Some of you will have been following the controversy about Michael Gove’s (the education secretary) ideas about the curriculum for primary and secondary education. Some of this has to do with how maths is taught and what it’s for.
There appear to be two views about education: one that it is designed to equip people to operate in the world. So you teach people how to hew wood and draw water, so they will be efficient and effective wood-hewers and water-drawers and increase the country’s GNP and so on; the other that it teaches people to think, so they suggest maybe we could have an aqueduct.
And maths can be seen as a set of tools in your toolbox, to tell you how much wood to hew and water to draw, or even how to set up the aqueduct at the correct angle and flow rate. Or it can be seen as a philosophy, a way of thinking about the world. Or even an art form, an occupation that is a human pleasure and delight and not necessarily for anything.

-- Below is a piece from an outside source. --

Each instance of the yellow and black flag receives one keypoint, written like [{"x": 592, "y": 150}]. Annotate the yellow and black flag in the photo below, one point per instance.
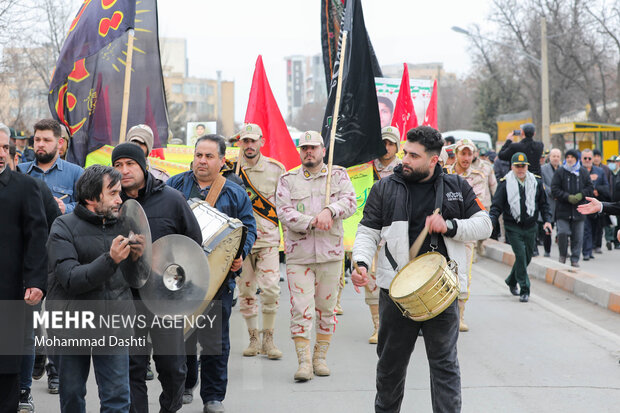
[{"x": 86, "y": 90}]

One of the thing that concerns me about interface design is that sometimes, it is a series of incremental improvements to make things easier, rather than a question as to whether the thing that is being done is worth doing at all. Yes, I know, that it is seen as a luxury. firstly, there are the bills to pay and the food to cook (and the wood to hew and the water to draw). But occasionally, if you have the time, ask yourself if there is something of delight in what you are doing. If so, it is probably worth it.